In short, new findings are suggesting that we are special. More and more scientists are studying the mind-boggling convergence of scores of extraordinary “coincidences” that make intelligent life possible on Earth and concluding that this can’t possibly be an accident. They’re seeing signs of design, a kind of unlikely fine-tuning for life similar to the fine-tuning of physics that we explored in the previous chapter.

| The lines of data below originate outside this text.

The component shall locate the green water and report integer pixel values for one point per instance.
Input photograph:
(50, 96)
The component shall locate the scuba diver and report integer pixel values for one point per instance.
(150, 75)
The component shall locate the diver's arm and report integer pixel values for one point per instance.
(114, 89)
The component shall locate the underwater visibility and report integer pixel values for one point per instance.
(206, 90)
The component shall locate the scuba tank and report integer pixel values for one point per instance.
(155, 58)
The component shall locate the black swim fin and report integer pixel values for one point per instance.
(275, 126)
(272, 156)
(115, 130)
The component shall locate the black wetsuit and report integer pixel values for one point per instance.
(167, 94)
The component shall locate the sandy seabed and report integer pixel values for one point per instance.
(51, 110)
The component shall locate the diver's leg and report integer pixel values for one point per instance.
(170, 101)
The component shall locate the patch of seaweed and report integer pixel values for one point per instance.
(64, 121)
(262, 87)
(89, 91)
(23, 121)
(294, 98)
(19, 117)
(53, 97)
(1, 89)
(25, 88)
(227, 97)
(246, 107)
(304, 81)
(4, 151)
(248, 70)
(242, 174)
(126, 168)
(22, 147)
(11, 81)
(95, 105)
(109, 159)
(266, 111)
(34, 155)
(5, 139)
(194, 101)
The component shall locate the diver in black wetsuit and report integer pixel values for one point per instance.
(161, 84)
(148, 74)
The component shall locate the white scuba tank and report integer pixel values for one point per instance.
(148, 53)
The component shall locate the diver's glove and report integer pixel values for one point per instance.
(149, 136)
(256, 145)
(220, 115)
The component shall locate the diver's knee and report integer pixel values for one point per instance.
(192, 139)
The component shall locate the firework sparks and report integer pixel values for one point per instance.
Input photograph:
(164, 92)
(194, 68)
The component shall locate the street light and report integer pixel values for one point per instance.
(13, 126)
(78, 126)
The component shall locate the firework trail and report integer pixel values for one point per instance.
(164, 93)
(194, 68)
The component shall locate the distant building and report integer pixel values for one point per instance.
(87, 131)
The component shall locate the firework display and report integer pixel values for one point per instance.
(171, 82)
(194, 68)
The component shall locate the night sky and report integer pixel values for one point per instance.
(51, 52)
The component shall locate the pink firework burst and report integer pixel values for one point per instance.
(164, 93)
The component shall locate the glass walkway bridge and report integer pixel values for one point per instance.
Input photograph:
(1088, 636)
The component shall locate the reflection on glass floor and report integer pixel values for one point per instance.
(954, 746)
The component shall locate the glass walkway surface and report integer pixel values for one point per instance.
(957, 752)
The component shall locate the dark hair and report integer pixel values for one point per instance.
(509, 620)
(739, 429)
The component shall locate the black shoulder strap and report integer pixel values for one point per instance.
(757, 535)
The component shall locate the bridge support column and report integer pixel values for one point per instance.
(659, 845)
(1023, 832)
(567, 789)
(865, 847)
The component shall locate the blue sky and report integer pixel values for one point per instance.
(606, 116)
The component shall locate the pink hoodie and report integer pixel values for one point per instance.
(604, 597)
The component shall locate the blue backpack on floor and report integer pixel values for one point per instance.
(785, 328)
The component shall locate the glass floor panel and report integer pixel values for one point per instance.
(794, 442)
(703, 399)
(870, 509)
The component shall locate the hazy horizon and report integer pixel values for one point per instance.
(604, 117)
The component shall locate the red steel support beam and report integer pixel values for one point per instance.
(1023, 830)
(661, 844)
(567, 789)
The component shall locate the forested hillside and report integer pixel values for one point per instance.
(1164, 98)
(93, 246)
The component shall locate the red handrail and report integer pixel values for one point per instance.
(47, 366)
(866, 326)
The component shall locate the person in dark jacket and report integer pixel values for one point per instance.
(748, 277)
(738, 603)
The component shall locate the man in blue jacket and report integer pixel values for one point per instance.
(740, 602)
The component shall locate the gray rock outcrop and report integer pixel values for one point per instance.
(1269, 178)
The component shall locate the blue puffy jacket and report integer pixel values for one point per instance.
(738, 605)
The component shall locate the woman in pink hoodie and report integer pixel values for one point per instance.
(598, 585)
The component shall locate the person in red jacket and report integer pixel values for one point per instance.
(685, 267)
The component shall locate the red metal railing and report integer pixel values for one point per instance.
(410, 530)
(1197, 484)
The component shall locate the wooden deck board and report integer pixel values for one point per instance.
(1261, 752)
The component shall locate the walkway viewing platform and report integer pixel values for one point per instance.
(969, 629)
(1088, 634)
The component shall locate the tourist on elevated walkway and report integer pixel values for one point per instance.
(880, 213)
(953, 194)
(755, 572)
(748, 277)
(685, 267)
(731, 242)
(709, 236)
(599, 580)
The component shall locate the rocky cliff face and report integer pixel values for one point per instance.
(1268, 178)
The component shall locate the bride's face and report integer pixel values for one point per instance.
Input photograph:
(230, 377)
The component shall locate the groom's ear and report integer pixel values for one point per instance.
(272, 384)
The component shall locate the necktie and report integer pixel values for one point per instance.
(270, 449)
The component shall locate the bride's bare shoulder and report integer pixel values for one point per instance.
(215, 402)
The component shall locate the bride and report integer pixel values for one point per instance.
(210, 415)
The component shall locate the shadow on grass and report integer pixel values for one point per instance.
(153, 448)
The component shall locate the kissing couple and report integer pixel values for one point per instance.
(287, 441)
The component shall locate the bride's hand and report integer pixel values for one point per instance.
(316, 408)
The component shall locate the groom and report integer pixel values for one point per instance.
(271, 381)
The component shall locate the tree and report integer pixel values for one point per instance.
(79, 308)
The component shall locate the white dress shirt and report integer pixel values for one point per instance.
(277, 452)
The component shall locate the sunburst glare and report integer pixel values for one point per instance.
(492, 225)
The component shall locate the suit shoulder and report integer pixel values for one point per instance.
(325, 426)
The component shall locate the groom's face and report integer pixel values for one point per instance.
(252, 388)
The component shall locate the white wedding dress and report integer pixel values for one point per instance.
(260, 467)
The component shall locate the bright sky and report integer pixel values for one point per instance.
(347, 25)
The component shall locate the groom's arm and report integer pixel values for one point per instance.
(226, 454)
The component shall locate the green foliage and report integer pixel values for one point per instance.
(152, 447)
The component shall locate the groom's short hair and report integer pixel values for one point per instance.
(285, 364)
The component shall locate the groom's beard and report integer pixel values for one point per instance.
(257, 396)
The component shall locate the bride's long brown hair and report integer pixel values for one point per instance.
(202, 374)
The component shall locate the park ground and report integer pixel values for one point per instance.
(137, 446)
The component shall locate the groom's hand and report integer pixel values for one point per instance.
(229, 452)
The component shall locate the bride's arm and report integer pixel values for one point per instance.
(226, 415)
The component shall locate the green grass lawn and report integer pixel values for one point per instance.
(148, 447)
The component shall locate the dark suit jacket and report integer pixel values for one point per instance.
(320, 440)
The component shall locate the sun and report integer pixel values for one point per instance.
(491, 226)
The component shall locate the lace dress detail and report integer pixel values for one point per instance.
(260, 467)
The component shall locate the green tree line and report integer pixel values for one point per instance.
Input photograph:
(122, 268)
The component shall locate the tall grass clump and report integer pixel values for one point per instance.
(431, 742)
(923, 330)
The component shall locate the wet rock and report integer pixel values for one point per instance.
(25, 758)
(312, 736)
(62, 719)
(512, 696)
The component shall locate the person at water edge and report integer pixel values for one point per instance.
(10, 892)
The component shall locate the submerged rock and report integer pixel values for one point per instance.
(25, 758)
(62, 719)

In fact, said one noted researcher, “new evidence which could potentially have refuted the [design] hypothesis has only ended up confirming it.” 11 Once again, we find the evidence of science pointing in the direction of a Creator.
And rather than our lives being purposeless, scientists for the first time are uncovering concrete evidence that suggests at least one surprising purpose for which we were created—that is, to discover and learn about the surroundings in which we have been placed.
In other words, as we’ll see in this chapter, one purpose for which we were designed is to do science itself.
RIGHT PLACE, RIGHT TIME
As the new millennium dawned, geologist Peter D. Ward and astronomer Donald Brownlee, both professors at the University of Washington in Seattle, published a provocative and highly successful book that raised this disquieting question about Earth: “What if it is utterly unique: the only planet with animals in this galaxy or even in the visible universe . . . ?” 12
Their book, Rare Earth, marshals evidence from a wide range of scientific disciplines to build its case that “not only intelligent life, but even the simplest of animal life, is exceedingly rare in our galaxy and in the universe.” 13 They called the conclusion “inescapable” that “Earth is a rare place indeed.” 14
Although Ward and Brownlee uncritically buy into the idea that microbial life may very well be more prevalent, a view they draw from the way life seemed to have effortlessly developed on Earth “about as soon as environmental conditions allowed its survival,” 15 their conviction that the existence of complex life is “extraordinarily rare” is bolstered by convincing data divorced from any theological framework.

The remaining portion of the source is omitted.